FIRE-EATER’S FANTASY
The irony is rich—avid abolitionist John Brown saved the life of Fire-eater Edmund Ruffin, and gave purpose to the Southerner’s life. Ruffin, a wealthy Virginia planter and slaveowner, was known for his scientific study of soil culture, undertaken to help improve and sustain the plantation economy of the South. He became a leading Fire-eater, as Southerners eager to see a separate nation built upon plantations and slavery were known, and by 1859, after decades of espousing Southern nationalism, he despaired of ever seeing his dream come true. In an October 18, 1859, diary entry, he contemplated suicide. The next day, John Brown saved Ruffin’s life. Newspapers for October 19 reported the abolitionist’s failed attempt to capture the federal armory at Harpers Ferry, orchestrated entirely by Northern men.
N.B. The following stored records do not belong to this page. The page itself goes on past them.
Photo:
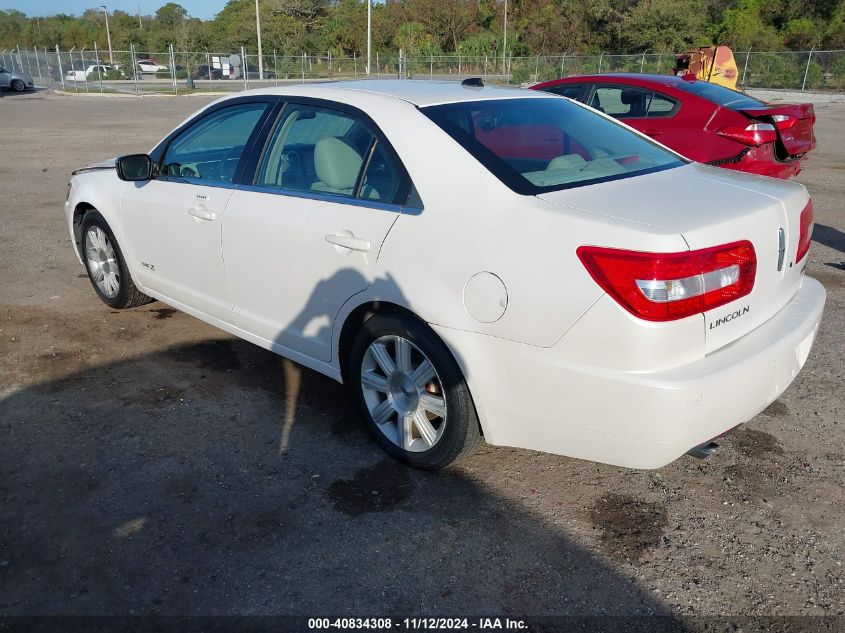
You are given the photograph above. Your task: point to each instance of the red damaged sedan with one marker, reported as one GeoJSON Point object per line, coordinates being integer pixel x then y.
{"type": "Point", "coordinates": [703, 121]}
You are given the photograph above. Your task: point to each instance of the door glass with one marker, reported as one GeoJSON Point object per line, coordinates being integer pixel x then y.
{"type": "Point", "coordinates": [316, 149]}
{"type": "Point", "coordinates": [660, 106]}
{"type": "Point", "coordinates": [566, 90]}
{"type": "Point", "coordinates": [621, 102]}
{"type": "Point", "coordinates": [211, 148]}
{"type": "Point", "coordinates": [381, 180]}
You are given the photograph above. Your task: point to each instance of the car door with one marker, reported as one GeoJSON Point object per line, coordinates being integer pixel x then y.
{"type": "Point", "coordinates": [305, 235]}
{"type": "Point", "coordinates": [646, 110]}
{"type": "Point", "coordinates": [173, 222]}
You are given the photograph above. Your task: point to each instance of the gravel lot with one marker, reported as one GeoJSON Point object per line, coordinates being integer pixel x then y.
{"type": "Point", "coordinates": [151, 464]}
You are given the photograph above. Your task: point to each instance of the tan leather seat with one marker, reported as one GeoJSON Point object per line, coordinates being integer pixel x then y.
{"type": "Point", "coordinates": [337, 165]}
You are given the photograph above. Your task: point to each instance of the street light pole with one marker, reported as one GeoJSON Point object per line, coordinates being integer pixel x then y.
{"type": "Point", "coordinates": [260, 54]}
{"type": "Point", "coordinates": [369, 34]}
{"type": "Point", "coordinates": [108, 33]}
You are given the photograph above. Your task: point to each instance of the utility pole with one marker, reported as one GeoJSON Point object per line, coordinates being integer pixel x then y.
{"type": "Point", "coordinates": [369, 34]}
{"type": "Point", "coordinates": [108, 33]}
{"type": "Point", "coordinates": [258, 31]}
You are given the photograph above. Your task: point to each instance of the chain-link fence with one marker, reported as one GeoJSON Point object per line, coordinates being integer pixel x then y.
{"type": "Point", "coordinates": [173, 71]}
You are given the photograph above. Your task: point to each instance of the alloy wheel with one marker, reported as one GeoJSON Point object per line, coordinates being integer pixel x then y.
{"type": "Point", "coordinates": [403, 393]}
{"type": "Point", "coordinates": [102, 261]}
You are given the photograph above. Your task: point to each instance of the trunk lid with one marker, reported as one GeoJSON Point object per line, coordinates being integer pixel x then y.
{"type": "Point", "coordinates": [796, 139]}
{"type": "Point", "coordinates": [708, 207]}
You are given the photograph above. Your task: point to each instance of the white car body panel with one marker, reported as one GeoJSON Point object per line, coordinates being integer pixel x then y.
{"type": "Point", "coordinates": [276, 234]}
{"type": "Point", "coordinates": [175, 231]}
{"type": "Point", "coordinates": [564, 369]}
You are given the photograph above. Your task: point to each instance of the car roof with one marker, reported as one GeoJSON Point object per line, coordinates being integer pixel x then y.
{"type": "Point", "coordinates": [420, 93]}
{"type": "Point", "coordinates": [632, 78]}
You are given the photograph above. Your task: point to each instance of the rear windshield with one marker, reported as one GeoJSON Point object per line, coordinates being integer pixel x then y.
{"type": "Point", "coordinates": [720, 95]}
{"type": "Point", "coordinates": [540, 145]}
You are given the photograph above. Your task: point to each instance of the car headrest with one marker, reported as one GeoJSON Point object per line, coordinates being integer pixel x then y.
{"type": "Point", "coordinates": [629, 97]}
{"type": "Point", "coordinates": [337, 164]}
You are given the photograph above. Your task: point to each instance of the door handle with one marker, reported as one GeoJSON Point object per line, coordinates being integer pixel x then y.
{"type": "Point", "coordinates": [202, 213]}
{"type": "Point", "coordinates": [347, 240]}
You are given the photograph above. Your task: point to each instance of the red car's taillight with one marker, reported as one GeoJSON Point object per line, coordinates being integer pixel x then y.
{"type": "Point", "coordinates": [752, 134]}
{"type": "Point", "coordinates": [805, 236]}
{"type": "Point", "coordinates": [670, 286]}
{"type": "Point", "coordinates": [784, 121]}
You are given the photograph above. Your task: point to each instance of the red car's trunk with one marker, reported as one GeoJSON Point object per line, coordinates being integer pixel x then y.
{"type": "Point", "coordinates": [794, 123]}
The news rekindled Ruffin’s hope for a Southern confederacy, and he raced to Charles Town, Va., the site of Brown’s trial, to watch it emerge.
Brown was sentenced to be hanged, and on December 2, 1,500 militamen formed two squares facing his scaffold. Ruffin evaded a strict ban on civilian spectators by becoming, for a day, the oldest cadet of the Virginia Military Institute. The condemned man scaled the steps and Brown requested, “do not detain me any longer than is absolutely necessary.” According to Ruffin, Brown displayed “complete fearlessness of & insensibility to danger and death.”
RUFFIN PENNED OVER 300 PAGES IN TWO MONTHS. HIS HISTORY OF THE FUTURE FORETOLD SECESSION, CIVIL WAR, AND SOUTHERN INDEPENDENCE
Weeks after John Brown’s death, Ruffin picked up a copy of Wild Southern Scenes by John Beauchamp Jones, who would later serve as a clerk for Confederate President Jefferson Davis. The book caught Ruffin’s eye because Jones’ novel anticipated secession and civil war at a time when Brown’s raid raised Ruffin’s hopes for Southern independence.